I am trying to build a binomial regression model with rstan.
The aim is to get the effect size bt between two conditions X in a group t in total and the effect size btg for subgroups g.
library(rstan)
df <- data.frame(hits=c(36,1261,36,1261,49,1248,17,7670,25,759,29,755),trials=c(118,53850,184,53784,209,53759,118,53850,184,53784,209,53759)
,X=rep(c(1,0),6),g=rep(rep(1:3, each=2),2),t=rep(1:2,each=6),tg=rep(1:6,each=2) )
stanIn <- list(Nt=length(unique(df$t)), #number of groups t
Nc=length(df$t), #number of rows
Ng=length(unique(df$g)), #number of subgroups g
Ntg=length(unique(df$tg)), #number of t and g combinations
N=df$trials,
n=df$hits,
X=df$X, #condition 1 or 0
t=df$t, #index of groups
g=df$g, #index of subgroups
tg=df$tg) #index of combinations between t and g
model <- stan(data=stanIn, file="minimal.stan", chains = 4)
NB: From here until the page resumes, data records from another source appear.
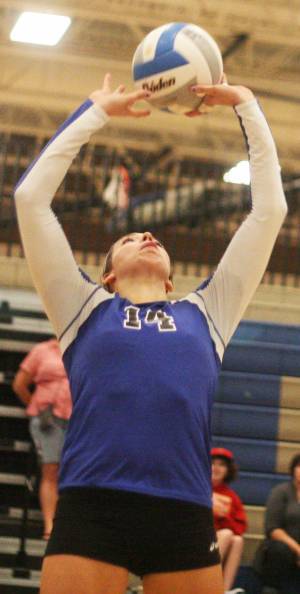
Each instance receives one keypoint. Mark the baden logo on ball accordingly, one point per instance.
(171, 59)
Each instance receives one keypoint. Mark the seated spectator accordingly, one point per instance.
(278, 558)
(229, 515)
(48, 408)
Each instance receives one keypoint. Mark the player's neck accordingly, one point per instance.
(143, 291)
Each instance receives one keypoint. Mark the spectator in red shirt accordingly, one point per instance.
(48, 408)
(229, 515)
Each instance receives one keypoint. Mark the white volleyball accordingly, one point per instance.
(171, 59)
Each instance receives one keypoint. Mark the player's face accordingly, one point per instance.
(219, 470)
(138, 253)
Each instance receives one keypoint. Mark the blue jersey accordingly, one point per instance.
(143, 376)
(142, 379)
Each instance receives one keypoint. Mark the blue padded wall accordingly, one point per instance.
(248, 388)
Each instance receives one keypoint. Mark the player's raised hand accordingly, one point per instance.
(221, 94)
(117, 102)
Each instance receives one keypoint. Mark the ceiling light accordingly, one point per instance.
(40, 28)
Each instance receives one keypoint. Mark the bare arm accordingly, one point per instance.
(21, 384)
(280, 534)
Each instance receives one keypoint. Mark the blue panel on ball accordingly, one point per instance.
(158, 65)
(166, 41)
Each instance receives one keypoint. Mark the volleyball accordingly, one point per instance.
(171, 59)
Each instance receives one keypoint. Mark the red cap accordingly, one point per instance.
(222, 453)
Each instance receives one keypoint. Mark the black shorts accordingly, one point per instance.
(141, 533)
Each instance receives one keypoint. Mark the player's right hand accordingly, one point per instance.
(119, 103)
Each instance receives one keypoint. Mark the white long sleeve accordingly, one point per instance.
(240, 270)
(49, 256)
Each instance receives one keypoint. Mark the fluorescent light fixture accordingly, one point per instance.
(239, 174)
(40, 28)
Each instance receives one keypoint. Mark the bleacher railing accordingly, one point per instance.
(108, 193)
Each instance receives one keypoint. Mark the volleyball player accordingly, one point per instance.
(135, 480)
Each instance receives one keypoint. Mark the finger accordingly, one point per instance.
(203, 89)
(141, 113)
(136, 95)
(120, 89)
(224, 79)
(107, 83)
(193, 114)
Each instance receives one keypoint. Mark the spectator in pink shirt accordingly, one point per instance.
(48, 408)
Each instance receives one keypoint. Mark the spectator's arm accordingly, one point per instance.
(21, 384)
(274, 522)
(280, 534)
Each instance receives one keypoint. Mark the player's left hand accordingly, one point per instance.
(117, 102)
(220, 94)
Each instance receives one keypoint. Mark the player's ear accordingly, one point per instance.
(108, 280)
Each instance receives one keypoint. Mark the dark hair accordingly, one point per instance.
(232, 469)
(295, 461)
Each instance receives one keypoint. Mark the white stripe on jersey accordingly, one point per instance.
(98, 296)
(198, 300)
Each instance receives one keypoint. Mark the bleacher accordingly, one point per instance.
(256, 415)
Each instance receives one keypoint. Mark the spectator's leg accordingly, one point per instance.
(232, 561)
(278, 564)
(48, 495)
(224, 539)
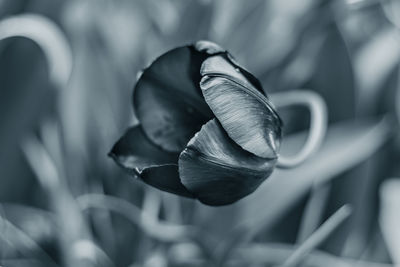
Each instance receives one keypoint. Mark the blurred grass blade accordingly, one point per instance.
(156, 229)
(313, 212)
(319, 236)
(346, 145)
(273, 254)
(26, 245)
(373, 64)
(389, 217)
(48, 36)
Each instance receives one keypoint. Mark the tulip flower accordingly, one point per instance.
(207, 129)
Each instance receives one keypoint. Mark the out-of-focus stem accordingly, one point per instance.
(318, 123)
(48, 36)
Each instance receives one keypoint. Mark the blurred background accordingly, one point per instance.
(65, 98)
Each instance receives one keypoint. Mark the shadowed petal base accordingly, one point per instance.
(217, 170)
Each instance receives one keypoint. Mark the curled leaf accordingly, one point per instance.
(134, 151)
(243, 111)
(217, 170)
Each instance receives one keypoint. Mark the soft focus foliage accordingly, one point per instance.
(64, 202)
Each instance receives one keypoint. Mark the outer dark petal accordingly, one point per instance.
(168, 101)
(246, 115)
(217, 170)
(134, 151)
(165, 178)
with minimal.stan as below.
data {
int<lower=1> Nt;
int<lower=1> Nc;
int<lower=1> Ng;
int<lower=1> Ntg;
int<lower=1> N[Nc];
int<lower=0> n[Nc];
int<lower=0,upper=1> X[Nc];
int<lower=1> t[Nc];
int<lower=0> g[Nc];
int<lower=1> tg[Nc];
}
parameters {
real at[Nt]; // group intercepts
real bt[Nt]; // group slopes
real btg[Ntg]; // subgroup slopes
real atg[Ntg]; // subgroup intercept
}
transformed parameters {
vector[Nc] theta; // binomial probabilities
for (i in 1:Nc) { // linear model
theta[i] = inv_logit( (atg[tg[i]]+at[t[i]] ) + (bt[t[i]]+btg[tg[i]]) * X[i]);
//theta[i] = inv_logit(at[t[i]] + bt[t[i]] * X[i]); //group effect
//theta[i] = inv_logit(atg[tg[i]] + btg[tg[i]] * X[i]); //subgroup effects
}
}
model {
at ~ normal(0.0, 20.0);
bt ~ normal(0.0, 20.0);
atg ~ normal(0.0, 20.0);
btg ~ normal(0.0, 20.0);
n ~ binomial(N, theta);
}
I can model the overall group effect with the first commented line (in transformed parameters) and the subgroup effects with the second commented line. The idea was to combine both to get a group effect and the deviation from it for the individual group (first line).
However, this gives really weird results for bt and btg (A), and I was expecting something more like (B) (I can not recreate the behavior seen in A with a minimal example, this only occurs in the full dataset.)
If its not apparent from the type of question, I am completely new to statistic modeling and suspect that I have a conceptional error. So I would be grateful for any hint on this issue or a source to read up on those things (Feels like a common thing but I did not find anything).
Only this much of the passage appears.